Please select your CD write device. ("p" shows a list): p

 0,0,0    0) 'GoldStar' 'CD-ROM CRD-8240B' '1.12' Removable CD-ROM
 0,1,0    1) 'SONY    ' 'CD-RW  CRX195E1 ' 'ZYS5' Removable CD-ROM
 0,2,0    2) *
 0,3,0    3) *
 0,4,0    4) *
 0,5,0    5) *
 0,6,0    6) *
 0,7,0    7) *

It looks like device 0,1,0 is a CD Writer of some sort.
Please select your CD write device. ("p" shows a list):

If you've created an ISO image within the same session, Phaser will ask you if you want to burn that particular image.

It looks like you've recently created an ISO image. (image.iso)

Would you like to burn this ISO image? [y/N]: 

Copying a CD

For maximum reliability, Phaser does not support direct disc-to-disc copying. Instead, it first creates an image of the source disc, and then burns that image to CD. This process, while slower, is much more stable than a direct copy. (Direct copying might be an option in a future release of Phaser. I don't know yet.)

Once you have selected the option to copy a CD, Phaser will again prompt you for your read and write devices. (Or it will import them from your config file.) It will also prompt you for the same extension options discussed earlier, as well as speed/ejection options.
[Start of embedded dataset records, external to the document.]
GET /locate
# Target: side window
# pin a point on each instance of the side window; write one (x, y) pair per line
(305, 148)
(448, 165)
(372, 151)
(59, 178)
While earlier versions of Phaser didn't support a single device for reading and writing, Phaser 2.0 and above will permit this. If the same device is used for the source and destination, there will simply be a point at which Phaser will ask you to swap discs and hit enter.

Blanking a CD-RW

Finally, Phaser can blank a CD-RW disc using two different modes: "Complete" and "Fast". "Complete" mode will blank the entire disc, and will probably take awhile. "Fast" mode will only blank out the PMA, the TOC, and the pregap, but is much faster. "Complete" mode is recommended.

Phaser will also ask if you want to override any errors that pop up. This will try some tricks on a CD-RW disc that might otherwise have problems blanking.

Please select your CD write device. ("p" shows a list): 1
Selected write device: 0,1,0 (SONY CRX195E1)

Enter desired write speed. [4]: 32
- Write speed set to 32.
Eject disc when operation complete? [Y/n]: 
Override all errors? [y/N]: 

- Complete blanking is more thorough, but takes longer.
Fast or Complete blanking? [F/c]: C

Ready to completely blank a CD-RW on device 0,1,0 at 32x.